Mortgage Payoff Calculator
Calculate how much time and interest you can save by making extra monthly payments.
How Does Early Mortgage Payoff Work?
A mortgage payoff calculator helps homeowners visualize the impact of adding extra principal payments to their monthly mortgage bill. When you pay more than the required amount, the excess goes directly toward reducing the loan's principal balance. This reduces the base upon which interest is calculated, creating a compounding effect of savings over the life of the loan.
If you have a $250,000 loan balance at 6.5% interest with 25 years remaining, your base payment is roughly $1,689. By paying an extra $200 per month, you could shave 5 years and 2 months off your mortgage and save over $58,000 in total interest.
Key Benefits of Accelerated Payments
- Reduced Interest Expense: Interest is calculated on your remaining balance. Lower balance means less interest paid every single month.
- Increased Equity: You own a larger percentage of your home faster, which is beneficial if you plan to sell or take out a HELOC.

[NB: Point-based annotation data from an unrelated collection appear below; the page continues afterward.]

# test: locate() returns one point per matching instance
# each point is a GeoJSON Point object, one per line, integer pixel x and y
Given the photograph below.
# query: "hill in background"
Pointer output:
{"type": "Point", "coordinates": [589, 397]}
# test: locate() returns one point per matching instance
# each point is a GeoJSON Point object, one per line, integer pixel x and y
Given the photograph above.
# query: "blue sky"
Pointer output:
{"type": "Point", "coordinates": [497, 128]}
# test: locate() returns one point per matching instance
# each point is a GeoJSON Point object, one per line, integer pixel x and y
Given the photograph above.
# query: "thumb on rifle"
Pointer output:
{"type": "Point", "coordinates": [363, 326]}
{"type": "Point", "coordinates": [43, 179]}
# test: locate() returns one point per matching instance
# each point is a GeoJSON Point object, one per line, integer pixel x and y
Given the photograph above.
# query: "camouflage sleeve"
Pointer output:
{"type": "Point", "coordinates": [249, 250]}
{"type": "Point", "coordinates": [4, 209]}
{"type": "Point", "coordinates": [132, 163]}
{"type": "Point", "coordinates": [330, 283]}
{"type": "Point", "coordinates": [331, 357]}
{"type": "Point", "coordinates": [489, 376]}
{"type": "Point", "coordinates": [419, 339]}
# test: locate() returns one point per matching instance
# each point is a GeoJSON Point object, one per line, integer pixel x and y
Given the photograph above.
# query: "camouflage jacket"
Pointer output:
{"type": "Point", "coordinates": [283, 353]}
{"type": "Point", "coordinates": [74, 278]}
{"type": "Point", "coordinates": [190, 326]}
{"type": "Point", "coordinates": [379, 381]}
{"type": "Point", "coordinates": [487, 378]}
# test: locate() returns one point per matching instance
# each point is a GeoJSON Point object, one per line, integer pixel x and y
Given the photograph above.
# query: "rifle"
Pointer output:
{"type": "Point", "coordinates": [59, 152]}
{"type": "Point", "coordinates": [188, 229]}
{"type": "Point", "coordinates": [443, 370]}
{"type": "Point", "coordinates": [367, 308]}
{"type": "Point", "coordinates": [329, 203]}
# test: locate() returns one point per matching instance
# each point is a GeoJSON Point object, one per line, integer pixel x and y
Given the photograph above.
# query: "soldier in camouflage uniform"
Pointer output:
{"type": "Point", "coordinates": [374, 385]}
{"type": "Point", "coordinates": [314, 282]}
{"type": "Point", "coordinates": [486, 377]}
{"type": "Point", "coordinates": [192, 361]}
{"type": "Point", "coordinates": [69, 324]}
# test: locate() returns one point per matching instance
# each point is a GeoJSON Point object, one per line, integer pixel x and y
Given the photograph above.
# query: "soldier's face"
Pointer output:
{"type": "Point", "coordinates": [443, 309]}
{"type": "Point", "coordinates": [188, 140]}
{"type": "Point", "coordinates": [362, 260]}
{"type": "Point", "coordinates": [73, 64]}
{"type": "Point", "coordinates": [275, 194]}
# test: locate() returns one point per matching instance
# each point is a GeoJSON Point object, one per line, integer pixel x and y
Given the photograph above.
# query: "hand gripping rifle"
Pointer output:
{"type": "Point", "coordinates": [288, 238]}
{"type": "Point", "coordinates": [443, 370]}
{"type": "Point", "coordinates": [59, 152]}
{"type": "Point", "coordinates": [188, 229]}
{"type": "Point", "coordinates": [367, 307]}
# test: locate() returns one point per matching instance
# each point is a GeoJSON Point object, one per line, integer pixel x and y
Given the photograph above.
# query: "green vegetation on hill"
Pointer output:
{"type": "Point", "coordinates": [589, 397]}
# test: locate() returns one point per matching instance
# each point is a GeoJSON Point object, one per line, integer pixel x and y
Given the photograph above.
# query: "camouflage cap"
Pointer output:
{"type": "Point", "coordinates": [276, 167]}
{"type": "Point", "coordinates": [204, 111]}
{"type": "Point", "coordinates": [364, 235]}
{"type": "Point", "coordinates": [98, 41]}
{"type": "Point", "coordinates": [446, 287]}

- Financial Freedom: Eliminating a mortgage payment is one of the most significant steps toward a secure retirement.
Should You Pay Off Your Mortgage Early?
While saving on interest is great, consider your "opportunity cost." If your mortgage interest rate is 3% and you could earn 7% in the stock market, mathematically it might be better to invest. However, if your rate is high (above 6%), the "guaranteed return" of paying down debt is often the smartest financial move.